In 2004 Dr. Leon Assael wrote an editorial about Coronectomy after the publication of the article “Coronectomy: A Technique to Protect the Inferior Alveolar Nerve” of Pogrel, Lee and Muff in the Journal of Oral and Maxillofacial Surgery of 2004.
With the editorial “Coronectomy: A Time to Ponder or a Time to Act?” Dr. Assael wanted to stimulate the scientific discussion about this new technique.
Until 2004 a very few studies, based on the experience of some skilled surgeons have been published about Coronectomy. The results were good in terms of reduction of neurologic lesions but one of the most important points discussed by Dr. Assael was: “Empiricism does not rise to the level of scientific evidence of a prospective, randomized, double-blind clinical trial. In such a trial, at-risk patients would be randomly selected to undergo either coronectomy or odontectomy. The patient would not know which procedure had been performed (because of the subjective nature of reporting paraesthesia). The surgeon would not know the procedure to be performed until the random selection was made.”
A study of this type was not easy to perform considering the ethical questions related. In Italy, the Ethics commitments usually do not permit the experimentation of a new technique on a patient if the tested procedure is not supported by consistent studies. Anyway, four prospective randomized, double blind studies have been published from 2005 to 2009 and in 2012, starting from these clinical trials, a systematic review and meta-analysis on Coronectomy has been published in the Journal of Dental Research. In the review authors concluded that “Coronectomy can protect inferior alveolar nerves in the extraction of third molars with high risk of nerve injury as compared to total removal, and that the risk ratios of post-operative infections were similar between the two surgical modalities.” Moreover, they suggest that coronectomy could be used in clinical practice as an alternative to complete extractions in the case of third molars with a high risk of nerve injury but the surgical protocol should be improved.
In the years from 2009 to 2015 our research group (department of Oral Surgery, Dental Clinic – University of Bologna – Italy) published some studies about Coronectomy. We proposed a well-standardized surgical procedure in which the different steps were related to the type and position of third molar impaction. With this standardization, also less trained surgeons could obtain the same percentage of clinical success of more experienced surgeons.

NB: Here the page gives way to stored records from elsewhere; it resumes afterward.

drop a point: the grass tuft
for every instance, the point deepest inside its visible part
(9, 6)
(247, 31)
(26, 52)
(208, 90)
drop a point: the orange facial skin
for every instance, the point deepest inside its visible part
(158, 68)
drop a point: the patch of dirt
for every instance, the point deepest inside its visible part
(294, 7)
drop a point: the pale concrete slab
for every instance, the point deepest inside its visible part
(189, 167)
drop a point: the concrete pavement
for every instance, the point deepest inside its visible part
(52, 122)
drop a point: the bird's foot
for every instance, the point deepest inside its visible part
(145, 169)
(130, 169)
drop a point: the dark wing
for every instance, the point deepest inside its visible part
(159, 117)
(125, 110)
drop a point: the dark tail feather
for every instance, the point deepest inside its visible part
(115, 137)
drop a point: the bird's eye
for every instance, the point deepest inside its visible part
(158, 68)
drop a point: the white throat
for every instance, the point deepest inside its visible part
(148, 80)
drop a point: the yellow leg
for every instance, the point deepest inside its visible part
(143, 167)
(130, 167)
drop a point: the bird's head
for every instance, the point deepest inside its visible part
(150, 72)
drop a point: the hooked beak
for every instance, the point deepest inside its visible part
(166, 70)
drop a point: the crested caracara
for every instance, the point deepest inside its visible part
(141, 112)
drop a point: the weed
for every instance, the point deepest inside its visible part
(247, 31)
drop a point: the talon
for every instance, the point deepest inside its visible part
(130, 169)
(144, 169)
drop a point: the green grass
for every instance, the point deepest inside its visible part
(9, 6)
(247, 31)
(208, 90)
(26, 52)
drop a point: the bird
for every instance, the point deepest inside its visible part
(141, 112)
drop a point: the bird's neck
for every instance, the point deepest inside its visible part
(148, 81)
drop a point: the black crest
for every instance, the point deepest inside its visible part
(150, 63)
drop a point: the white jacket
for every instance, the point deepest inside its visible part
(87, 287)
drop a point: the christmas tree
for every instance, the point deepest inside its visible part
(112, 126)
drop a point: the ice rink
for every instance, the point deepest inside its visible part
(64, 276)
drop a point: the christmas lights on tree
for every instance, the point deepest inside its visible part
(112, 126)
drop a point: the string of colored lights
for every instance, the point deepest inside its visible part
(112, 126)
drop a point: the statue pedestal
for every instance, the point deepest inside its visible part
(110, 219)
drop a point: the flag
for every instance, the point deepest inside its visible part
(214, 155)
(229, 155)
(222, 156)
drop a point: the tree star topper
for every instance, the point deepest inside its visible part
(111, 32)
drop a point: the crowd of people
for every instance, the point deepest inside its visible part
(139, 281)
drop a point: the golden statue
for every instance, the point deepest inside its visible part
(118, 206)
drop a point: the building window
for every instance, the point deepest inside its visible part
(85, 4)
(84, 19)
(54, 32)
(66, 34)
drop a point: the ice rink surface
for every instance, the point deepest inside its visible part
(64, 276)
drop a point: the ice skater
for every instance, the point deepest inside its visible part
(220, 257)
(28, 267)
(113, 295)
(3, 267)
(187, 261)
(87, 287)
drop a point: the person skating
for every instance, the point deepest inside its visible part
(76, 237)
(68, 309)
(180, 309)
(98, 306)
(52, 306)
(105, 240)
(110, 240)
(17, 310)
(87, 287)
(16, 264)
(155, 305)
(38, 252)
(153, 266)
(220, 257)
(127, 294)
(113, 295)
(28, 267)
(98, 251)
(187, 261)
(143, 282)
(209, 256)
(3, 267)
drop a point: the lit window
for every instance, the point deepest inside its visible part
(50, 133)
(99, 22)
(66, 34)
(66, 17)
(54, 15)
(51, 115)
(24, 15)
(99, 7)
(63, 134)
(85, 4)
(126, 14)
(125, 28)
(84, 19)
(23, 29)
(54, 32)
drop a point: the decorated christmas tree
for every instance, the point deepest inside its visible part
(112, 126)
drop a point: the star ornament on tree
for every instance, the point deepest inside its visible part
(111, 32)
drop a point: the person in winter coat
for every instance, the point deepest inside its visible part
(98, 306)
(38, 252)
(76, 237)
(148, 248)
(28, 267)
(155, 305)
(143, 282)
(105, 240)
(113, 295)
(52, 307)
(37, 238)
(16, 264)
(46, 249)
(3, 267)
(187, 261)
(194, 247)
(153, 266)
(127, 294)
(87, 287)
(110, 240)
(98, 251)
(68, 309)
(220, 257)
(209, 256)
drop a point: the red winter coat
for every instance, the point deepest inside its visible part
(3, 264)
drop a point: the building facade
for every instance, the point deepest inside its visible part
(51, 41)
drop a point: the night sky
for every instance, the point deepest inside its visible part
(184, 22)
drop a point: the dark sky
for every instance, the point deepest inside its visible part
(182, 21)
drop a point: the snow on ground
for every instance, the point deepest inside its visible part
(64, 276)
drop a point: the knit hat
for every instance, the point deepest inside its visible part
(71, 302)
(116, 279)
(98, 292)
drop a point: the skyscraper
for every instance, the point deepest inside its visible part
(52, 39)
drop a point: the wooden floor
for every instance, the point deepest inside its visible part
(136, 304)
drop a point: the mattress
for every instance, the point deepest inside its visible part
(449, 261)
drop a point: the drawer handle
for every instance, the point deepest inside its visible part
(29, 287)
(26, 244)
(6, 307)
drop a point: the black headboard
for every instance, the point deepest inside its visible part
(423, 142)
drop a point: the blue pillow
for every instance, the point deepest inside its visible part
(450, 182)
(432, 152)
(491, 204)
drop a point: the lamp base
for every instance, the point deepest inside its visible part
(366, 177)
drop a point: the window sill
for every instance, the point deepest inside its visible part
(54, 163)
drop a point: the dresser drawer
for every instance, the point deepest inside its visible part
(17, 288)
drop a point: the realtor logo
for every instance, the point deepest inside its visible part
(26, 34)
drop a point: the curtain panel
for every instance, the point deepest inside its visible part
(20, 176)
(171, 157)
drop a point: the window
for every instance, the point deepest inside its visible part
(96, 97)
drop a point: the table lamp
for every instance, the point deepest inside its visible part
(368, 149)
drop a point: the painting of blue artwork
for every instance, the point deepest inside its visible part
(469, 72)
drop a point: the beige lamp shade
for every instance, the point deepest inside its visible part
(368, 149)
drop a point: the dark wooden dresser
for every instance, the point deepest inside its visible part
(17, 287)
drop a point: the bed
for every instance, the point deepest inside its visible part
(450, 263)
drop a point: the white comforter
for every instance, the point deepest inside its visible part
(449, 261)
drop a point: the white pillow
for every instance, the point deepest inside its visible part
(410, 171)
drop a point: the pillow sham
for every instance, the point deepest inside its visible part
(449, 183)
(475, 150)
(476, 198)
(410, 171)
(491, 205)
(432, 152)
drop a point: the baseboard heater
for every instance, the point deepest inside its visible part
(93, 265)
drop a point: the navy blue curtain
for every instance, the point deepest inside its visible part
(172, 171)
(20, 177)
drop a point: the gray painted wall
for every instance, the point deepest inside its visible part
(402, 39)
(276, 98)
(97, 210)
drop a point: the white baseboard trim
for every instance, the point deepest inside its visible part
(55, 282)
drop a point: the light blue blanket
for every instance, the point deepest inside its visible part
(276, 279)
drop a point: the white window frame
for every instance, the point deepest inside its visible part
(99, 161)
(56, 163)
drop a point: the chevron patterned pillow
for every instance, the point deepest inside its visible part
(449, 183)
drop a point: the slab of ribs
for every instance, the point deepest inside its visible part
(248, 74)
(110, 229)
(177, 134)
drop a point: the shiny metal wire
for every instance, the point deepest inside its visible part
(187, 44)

A decade after Dr. Assael’s editorial we can say that most of the points of criticism outlined from the clinicians unwilling to use the technique have been solved. The point that should be better investigated is the destiny of the pulp of these sectioned roots. We found that the risk of apical periodontitis of the sectioned roots is not significant, as shown in the 3 to 5 years follow-up of some studies. This aspect still requires deeper study. The pulp necrosis of the retained roots is less than 2% and this percentage is comparable to the risk of pulpitis after a crown restoration. In a recent histologic study, we found a vital pulp in a sectioned tooth removed after 18 months from coronectomy. The dental pulp is a tissue resistant to a mechanical trauma of the coronectomy procedure and the only request is the absence of bacterial contamination (caries of the crown) at the time of crown section. Recent studies published in the Journal of Dental Research confirmed this intrinsic capacity of self-repair of the vital pulp.
In conclusion, in the last six years, using our surgical protocol, we successfully performed more than 300 coronectomies without any failure or neurologic lesions. The technique requires a learning curve as every other surgical procedure and it could not be considered a remedy in case of difficult extraction but an alternative to complete third molar removal that must be decided before the first incision.